This country’s economy is expected to grow by 3.2 per cent this year, the Economic Commission for Latin America and the Caribbean (ECLAC) has projected.
This is just under the average growth rate of 3.5 per cent anticipated for the Caribbean region if Guyana’s growth rate is not included, ECLAC stated.
Guyana’s economy is expected to grow by 37.2 per cent.
With Guyana’s growth included the Caribbean’s average is 9.1 per cent.
According to ECLAC the economies of Latin America and the Caribbean are facing a complex external scenario in 2023, marked by low growth in economic activity and global trade.
“In addition, the interest rate hikes carried out globally were compounded by the financial turbulence seen in early March, which has increased uncertainty and volatility in financial markets. Although inflationary pressures have slowed, monetary policy rates are expected to remain high throughout 2023 in the main developed economies,” it stated.
ECLAC stated that in this context of growing external uncertainties and domestic restrictions, the slowdown in economic growth to deepen in Latin America and the Caribbean in 2023, reaching a rate of 1.2per cent.
ECLAC stated that the region’s countries are facing limited space for fiscal and monetary policy once again in 2023.
“As in the rest of the world, inflation in the region is exhibiting a downward trend, and while the process of interest rate hikes in several of the region’s countries is expected to end soon, the effects of this restrictive policy on private consumption and investment will be felt more strongly this year, due to the lag time with which monetary policy acts. In addition, given the recent global financial volatility related to problems at banks in developed countries, and given that regional inflation is seen remaining high in comparison with pre-pandemic levels, a monetary easing cycle is not expected to take hold yet in the region,” it stated.

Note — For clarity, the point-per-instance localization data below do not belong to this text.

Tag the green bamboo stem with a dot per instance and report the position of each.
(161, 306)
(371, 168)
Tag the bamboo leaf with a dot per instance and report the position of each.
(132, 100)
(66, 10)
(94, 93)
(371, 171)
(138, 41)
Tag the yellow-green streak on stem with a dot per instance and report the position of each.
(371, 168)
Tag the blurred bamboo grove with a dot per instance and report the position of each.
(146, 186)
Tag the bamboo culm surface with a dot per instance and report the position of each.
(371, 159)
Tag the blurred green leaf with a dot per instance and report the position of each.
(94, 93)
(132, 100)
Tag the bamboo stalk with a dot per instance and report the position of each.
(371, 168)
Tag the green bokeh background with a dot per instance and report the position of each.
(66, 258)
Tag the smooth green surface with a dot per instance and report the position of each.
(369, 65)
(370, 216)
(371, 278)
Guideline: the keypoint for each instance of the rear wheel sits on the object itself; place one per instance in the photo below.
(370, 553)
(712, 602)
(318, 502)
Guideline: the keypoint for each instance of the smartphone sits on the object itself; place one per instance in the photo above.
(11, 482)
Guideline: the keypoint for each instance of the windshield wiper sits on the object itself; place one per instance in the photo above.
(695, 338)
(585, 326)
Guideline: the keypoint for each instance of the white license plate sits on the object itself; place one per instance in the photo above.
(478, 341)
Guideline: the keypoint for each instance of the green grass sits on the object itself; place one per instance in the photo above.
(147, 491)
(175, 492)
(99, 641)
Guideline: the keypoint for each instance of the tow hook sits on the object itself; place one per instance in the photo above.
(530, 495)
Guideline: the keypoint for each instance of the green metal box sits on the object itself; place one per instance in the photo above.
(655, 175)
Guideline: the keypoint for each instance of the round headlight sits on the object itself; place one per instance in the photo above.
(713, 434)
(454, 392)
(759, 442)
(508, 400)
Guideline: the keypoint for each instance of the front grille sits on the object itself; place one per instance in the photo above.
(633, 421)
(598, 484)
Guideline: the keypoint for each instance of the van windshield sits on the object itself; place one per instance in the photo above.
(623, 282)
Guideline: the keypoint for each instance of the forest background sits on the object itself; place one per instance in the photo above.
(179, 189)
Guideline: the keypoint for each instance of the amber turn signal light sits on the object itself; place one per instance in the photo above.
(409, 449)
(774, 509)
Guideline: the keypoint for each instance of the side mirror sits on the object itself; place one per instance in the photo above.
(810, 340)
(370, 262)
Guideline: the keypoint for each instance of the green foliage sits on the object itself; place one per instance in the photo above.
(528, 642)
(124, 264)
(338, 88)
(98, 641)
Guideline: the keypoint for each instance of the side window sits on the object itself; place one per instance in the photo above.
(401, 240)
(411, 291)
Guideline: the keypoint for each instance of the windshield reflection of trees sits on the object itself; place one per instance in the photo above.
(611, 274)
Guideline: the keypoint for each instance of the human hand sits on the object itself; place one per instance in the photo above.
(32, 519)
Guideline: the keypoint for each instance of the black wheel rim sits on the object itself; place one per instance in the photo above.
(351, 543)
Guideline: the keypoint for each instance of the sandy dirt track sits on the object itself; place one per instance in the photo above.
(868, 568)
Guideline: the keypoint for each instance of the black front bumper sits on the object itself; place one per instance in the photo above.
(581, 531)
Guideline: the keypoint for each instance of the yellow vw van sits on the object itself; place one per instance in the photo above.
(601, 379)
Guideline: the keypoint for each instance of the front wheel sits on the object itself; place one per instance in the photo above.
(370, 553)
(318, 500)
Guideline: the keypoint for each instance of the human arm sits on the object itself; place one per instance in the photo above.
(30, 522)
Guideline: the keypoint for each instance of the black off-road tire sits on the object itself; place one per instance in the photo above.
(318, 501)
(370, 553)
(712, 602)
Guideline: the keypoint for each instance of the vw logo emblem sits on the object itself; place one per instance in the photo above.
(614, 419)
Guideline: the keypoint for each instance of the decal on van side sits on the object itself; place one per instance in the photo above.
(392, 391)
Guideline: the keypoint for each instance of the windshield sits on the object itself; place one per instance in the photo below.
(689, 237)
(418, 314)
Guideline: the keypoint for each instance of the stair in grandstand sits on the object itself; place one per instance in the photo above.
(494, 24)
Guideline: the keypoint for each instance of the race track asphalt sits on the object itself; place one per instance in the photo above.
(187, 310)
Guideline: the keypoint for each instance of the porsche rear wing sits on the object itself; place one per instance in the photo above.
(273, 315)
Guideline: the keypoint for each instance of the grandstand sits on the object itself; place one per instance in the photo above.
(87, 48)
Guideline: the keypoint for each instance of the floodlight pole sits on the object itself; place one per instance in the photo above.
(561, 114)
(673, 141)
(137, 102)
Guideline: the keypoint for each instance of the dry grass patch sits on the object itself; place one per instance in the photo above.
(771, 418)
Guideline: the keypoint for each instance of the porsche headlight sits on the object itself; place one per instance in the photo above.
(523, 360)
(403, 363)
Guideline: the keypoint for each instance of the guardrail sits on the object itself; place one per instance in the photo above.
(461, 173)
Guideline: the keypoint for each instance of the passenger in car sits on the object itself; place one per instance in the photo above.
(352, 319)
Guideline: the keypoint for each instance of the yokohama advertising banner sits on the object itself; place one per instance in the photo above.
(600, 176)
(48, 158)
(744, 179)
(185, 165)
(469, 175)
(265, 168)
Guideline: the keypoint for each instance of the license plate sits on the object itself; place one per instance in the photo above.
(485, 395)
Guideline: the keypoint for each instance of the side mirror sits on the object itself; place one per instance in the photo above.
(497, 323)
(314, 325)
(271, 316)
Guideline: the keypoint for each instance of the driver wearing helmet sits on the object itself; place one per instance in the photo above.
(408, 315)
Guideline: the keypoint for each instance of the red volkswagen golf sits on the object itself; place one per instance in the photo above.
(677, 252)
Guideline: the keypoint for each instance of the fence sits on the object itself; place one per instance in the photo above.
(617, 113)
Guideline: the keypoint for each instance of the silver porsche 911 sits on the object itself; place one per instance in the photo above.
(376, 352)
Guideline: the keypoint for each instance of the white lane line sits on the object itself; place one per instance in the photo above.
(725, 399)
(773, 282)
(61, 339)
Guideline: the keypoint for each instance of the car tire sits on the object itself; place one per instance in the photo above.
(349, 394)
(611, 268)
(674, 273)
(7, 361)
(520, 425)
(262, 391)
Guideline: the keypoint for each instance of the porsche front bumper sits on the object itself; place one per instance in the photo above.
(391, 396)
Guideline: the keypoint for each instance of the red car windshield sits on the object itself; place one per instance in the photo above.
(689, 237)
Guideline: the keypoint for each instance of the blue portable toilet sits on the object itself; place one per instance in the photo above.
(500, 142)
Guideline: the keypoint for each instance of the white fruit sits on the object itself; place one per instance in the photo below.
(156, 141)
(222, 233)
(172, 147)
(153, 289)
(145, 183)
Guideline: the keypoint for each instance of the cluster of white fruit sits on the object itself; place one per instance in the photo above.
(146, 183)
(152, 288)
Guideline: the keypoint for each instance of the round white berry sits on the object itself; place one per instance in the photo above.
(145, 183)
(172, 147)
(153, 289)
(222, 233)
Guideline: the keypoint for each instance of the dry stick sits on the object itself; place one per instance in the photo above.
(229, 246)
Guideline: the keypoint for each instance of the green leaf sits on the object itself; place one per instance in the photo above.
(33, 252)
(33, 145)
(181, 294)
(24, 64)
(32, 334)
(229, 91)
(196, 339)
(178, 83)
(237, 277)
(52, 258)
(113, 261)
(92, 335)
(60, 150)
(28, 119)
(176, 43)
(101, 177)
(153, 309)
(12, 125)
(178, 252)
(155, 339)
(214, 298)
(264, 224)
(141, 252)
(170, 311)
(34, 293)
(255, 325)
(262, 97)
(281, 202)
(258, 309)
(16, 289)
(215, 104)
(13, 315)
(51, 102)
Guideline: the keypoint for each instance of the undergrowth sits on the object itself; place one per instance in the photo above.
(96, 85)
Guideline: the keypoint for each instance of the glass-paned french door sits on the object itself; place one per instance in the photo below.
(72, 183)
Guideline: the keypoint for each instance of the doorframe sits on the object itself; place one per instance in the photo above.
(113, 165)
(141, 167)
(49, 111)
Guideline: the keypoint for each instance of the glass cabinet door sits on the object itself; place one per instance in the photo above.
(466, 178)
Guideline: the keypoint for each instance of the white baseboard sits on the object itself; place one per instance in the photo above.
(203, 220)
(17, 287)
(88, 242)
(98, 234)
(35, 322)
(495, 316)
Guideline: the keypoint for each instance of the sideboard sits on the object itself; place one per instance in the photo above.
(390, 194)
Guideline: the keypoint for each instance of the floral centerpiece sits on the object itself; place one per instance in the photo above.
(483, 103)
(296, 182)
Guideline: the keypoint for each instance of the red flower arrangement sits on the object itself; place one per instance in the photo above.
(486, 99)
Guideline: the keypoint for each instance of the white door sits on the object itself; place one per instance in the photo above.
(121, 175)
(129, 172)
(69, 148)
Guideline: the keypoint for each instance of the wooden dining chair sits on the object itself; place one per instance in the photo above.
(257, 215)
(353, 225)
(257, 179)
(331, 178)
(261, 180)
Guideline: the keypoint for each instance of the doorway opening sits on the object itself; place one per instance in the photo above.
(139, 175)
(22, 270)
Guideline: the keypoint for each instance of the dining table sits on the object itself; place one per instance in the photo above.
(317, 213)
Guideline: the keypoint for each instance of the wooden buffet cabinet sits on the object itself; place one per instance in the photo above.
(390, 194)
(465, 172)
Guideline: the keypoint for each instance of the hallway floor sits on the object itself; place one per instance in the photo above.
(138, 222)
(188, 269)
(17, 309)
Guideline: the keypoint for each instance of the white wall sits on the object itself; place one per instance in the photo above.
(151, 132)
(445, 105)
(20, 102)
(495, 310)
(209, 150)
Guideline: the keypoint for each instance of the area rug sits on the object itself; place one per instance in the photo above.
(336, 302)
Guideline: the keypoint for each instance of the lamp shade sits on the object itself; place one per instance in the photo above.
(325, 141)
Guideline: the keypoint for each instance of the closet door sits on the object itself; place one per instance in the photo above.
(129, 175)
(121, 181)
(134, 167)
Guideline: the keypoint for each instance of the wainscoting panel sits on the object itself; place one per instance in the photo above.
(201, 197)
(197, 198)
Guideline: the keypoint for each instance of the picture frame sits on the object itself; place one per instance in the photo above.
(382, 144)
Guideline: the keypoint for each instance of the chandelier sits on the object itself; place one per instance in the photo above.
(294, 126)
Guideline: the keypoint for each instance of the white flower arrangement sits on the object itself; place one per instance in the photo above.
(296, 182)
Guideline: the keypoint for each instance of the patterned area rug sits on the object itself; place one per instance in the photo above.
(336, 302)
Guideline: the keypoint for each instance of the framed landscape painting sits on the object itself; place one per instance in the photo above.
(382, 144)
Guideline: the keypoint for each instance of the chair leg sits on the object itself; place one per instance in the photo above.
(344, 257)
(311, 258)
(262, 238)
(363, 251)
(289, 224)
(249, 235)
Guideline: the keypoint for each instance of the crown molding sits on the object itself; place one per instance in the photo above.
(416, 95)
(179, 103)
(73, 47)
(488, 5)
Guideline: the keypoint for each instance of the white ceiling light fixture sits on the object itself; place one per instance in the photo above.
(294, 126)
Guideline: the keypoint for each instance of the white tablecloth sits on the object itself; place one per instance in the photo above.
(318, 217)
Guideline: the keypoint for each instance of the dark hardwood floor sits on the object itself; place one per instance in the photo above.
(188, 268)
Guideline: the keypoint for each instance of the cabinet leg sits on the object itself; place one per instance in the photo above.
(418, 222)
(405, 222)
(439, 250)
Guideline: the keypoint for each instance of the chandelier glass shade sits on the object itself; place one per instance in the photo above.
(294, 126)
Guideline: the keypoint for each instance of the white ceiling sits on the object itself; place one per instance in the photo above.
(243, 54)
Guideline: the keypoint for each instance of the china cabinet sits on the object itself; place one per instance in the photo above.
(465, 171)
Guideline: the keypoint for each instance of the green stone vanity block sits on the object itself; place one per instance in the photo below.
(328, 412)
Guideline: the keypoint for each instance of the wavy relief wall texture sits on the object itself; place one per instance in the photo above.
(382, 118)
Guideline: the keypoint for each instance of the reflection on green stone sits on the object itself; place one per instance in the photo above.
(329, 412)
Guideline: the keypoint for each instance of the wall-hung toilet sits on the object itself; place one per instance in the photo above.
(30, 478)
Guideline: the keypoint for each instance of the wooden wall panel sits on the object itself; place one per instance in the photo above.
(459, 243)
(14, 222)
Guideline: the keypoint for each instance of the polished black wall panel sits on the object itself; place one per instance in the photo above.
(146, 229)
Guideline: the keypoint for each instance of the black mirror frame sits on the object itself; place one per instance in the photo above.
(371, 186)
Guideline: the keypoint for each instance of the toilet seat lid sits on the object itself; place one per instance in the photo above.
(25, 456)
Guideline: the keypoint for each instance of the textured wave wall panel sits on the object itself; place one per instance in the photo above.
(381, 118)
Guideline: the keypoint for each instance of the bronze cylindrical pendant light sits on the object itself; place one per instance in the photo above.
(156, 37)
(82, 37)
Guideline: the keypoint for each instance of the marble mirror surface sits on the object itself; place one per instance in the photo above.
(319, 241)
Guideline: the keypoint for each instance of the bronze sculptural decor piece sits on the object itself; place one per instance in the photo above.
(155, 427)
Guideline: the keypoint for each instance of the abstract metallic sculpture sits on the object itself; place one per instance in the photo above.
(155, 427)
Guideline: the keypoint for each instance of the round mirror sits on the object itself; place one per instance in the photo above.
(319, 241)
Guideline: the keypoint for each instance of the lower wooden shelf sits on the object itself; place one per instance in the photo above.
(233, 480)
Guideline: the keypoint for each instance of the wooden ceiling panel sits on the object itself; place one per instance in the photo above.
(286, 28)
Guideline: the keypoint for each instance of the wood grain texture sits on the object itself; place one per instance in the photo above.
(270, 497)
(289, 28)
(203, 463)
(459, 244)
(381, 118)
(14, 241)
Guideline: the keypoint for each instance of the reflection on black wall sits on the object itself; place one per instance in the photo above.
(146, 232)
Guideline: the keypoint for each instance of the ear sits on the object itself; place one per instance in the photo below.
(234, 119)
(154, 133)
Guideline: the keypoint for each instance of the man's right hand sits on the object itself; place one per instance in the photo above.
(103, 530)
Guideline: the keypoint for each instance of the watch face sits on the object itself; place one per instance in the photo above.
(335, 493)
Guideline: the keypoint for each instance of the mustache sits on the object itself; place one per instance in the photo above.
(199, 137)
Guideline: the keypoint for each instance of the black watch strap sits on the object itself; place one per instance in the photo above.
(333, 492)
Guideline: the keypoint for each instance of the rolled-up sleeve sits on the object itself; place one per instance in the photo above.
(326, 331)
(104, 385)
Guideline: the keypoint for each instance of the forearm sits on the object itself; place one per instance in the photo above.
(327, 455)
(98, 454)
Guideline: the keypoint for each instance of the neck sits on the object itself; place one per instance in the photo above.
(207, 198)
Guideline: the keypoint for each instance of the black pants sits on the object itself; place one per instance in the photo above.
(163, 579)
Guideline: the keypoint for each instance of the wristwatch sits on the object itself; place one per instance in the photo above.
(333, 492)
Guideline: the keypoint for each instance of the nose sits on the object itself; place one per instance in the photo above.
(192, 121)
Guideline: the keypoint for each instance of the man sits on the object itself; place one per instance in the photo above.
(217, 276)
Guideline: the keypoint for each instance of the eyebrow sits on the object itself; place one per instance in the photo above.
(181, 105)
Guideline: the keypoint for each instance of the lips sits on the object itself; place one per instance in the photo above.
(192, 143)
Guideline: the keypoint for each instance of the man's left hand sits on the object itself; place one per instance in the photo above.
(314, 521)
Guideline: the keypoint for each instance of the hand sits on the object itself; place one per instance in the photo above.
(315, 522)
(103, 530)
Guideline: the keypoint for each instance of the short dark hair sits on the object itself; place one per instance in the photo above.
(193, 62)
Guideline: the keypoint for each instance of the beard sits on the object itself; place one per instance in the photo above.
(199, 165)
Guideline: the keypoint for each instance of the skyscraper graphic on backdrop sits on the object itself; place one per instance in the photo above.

The United Nations regional commission estimates that all of the subregions will experience lower growth in 2023 versus 2022. South America will grow by 0.6 per cent in 2023 (versus 3.8 per cent in 2022); the group made up of Central America and Mexico will expand by 2 per cent (in comparison with 3.5 per cent in 2022), and the Caribbean (without including Guyana) will grow by 3.5 per cent (in comparison with 5.8 per cent in 2022).
In the Caribbean economies, the deceleration forecast for 2023 is due mainly to the fact that inflation has affected both real income—and with it, consumption—as well as production costs, with a negative impact on the competitiveness of exports, both of goods as well as tourism.